Sunday, July 12, 2009

Kremlin Chimes from Saviour (Spasskaya ) Tower (Frolovskaya).

I have listened to these bells for years in the days of Radio Moscow World Service. But I didn't realise until now that the chimes have always been built by Dutchmen.

On April, 16, 1658, according to the decree of Tsar Alexey Mikhailovich, the tower was renamed Spasskaya after the Vernicle Icon placed over the gate facing Red Square. The icon itself has not survived. Russian architect Bazhen Ogurtsov (Cucumber) and English clockmaster Christopher Galloway supervised the construction of the marquee.
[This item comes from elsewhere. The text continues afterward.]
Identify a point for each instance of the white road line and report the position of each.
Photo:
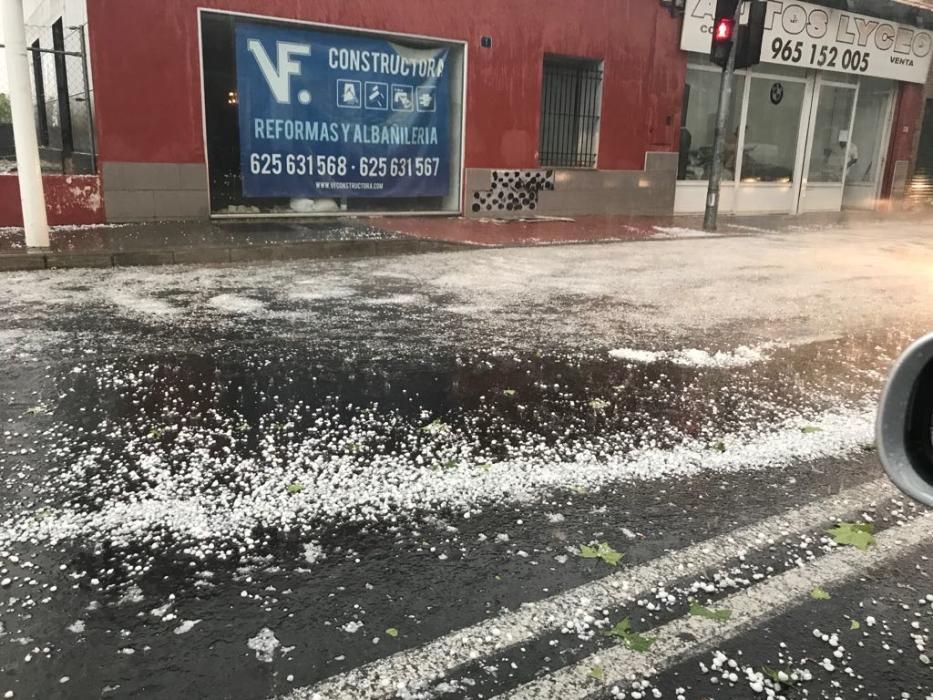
(749, 608)
(414, 668)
The first clock on the Spasskaya Tower was installed by Galloway's team. In 1707, a Dutch musical carillion chime was sent to Moscow on the order of Tsar Peter the Great. That lasted a century. Ivan Butenop and his brother Nicholas, Moscow mer­chants of Dutch origin, founded in Moscow in 1830 a mech­anical workshop manufacturing farm machinery, fire-fight­ing hoses and tower clocks. From 1851 to 1852 the Butenop Brothers fully reconstructed the Kremlin chimes inside the Tower of the Savior in Moscow. For the following 15 years the Butenop Brothers mechanical es­tablishment took care of the proper operation of the mechan­ism of the chimes and the firm's craftsman wound them.